Technology sales used to be much more straightforward, at least for the seller. Offer powerful hardware that can cover the running of licensed business services, usually with enough headroom to create future-proofing. For buyers, though, this is a wasteful model as well as a massive upfront cost, and more technical to determine the cost of ownership.

But that has been flipped on its head, Psoulis explains: "Historically, the demand for technology was driven from the top down, OEMs to the market. Consumers could only use what was available from a technology point of view. Now it's driven from the bottom up, at a consumer level. The requirements of the consumer drive OEMs."

This shift places different challenges on the shoulders of businesses. Users and customers have come to expect simplicity, agility and availability. At the same time, new technologies have also increased competitiveness, innovation and flexibility. These amplify the need for infrastructure that can embody those values, particularly agility and scale.

Technology options have evolved to accommodate such changes, providing new solutions such as hyper-converged infrastructure (HCI), containers and software-defined hardware. But those are just ingredients. What still lacks is a recipe for success in this more demanding and agile landscape.

Composable infrastructure articulates those values into such a philosophy.

All for one

"Composable infrastructure is not a replacement of previous or current technologies, like hyper-converged infrastructure (HCI). It changes the way we think in terms of using our infrastructure's resources. It encourages a more efficient way and enables the consumer to reconfigure workload resources, through a software-defined intelligence, to whatever resources they require at that particular time."
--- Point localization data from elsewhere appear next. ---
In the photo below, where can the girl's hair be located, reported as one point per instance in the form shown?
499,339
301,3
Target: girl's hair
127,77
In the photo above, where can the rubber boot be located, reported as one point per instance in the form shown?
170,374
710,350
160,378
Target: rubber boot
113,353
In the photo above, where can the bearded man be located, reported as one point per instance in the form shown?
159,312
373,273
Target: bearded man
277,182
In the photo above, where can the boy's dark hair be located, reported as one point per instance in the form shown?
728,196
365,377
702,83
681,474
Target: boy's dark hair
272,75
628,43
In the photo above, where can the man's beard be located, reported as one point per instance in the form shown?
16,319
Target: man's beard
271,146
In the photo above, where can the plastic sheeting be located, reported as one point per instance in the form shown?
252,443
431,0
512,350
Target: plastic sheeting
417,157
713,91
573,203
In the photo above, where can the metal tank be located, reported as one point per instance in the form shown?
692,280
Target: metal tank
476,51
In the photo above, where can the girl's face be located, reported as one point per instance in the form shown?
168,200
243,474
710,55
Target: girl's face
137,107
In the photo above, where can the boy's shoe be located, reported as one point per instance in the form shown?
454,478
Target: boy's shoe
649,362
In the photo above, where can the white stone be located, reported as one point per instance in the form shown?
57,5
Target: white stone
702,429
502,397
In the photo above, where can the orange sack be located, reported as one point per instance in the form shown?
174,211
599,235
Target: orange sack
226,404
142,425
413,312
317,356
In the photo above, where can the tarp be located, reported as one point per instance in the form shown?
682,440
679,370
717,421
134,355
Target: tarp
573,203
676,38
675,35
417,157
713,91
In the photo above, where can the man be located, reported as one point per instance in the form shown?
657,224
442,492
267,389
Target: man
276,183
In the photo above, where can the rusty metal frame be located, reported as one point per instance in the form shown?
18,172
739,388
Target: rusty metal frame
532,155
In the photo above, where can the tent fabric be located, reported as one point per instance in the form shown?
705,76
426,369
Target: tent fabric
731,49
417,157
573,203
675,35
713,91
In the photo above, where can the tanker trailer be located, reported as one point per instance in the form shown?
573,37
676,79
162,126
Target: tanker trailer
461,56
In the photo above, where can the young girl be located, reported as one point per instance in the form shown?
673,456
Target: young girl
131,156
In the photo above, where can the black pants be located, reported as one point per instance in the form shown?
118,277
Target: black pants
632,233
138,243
Composable infrastructure consists of three elements. The first combines technology resources – compute, storage and network – into resource pools that can allocate as demand changes. Software-defined intelligence manages these resources, while unified APIs establish the interactions for demand and supply – particularly by aggregating resource access to developers.

"Compute, storage and network resources consolidate into a single system. Now the resources can be provisioned as needed, depending on what different workloads are required by the consumer to achieve optimum performance. It's similar to public cloud, but composable infrastructure is an on-premises solution, which can also play a role in hybrid cloud solutions."

Composable infrastructure may sound arcane and technical. But it's something business decision-makers should learn more about. It represents the next stage in IT efficiency and business performance, and presents both opex and capex opportunities. For Psoulis, who wants to see the real value behind those flickering lights, this philosophy ticks all the right boxes: "Composable infrastructure is an exciting new step in the journey to software-defined infrastructure. It allows enterprises to scale quickly and easily to overcome any hurdle."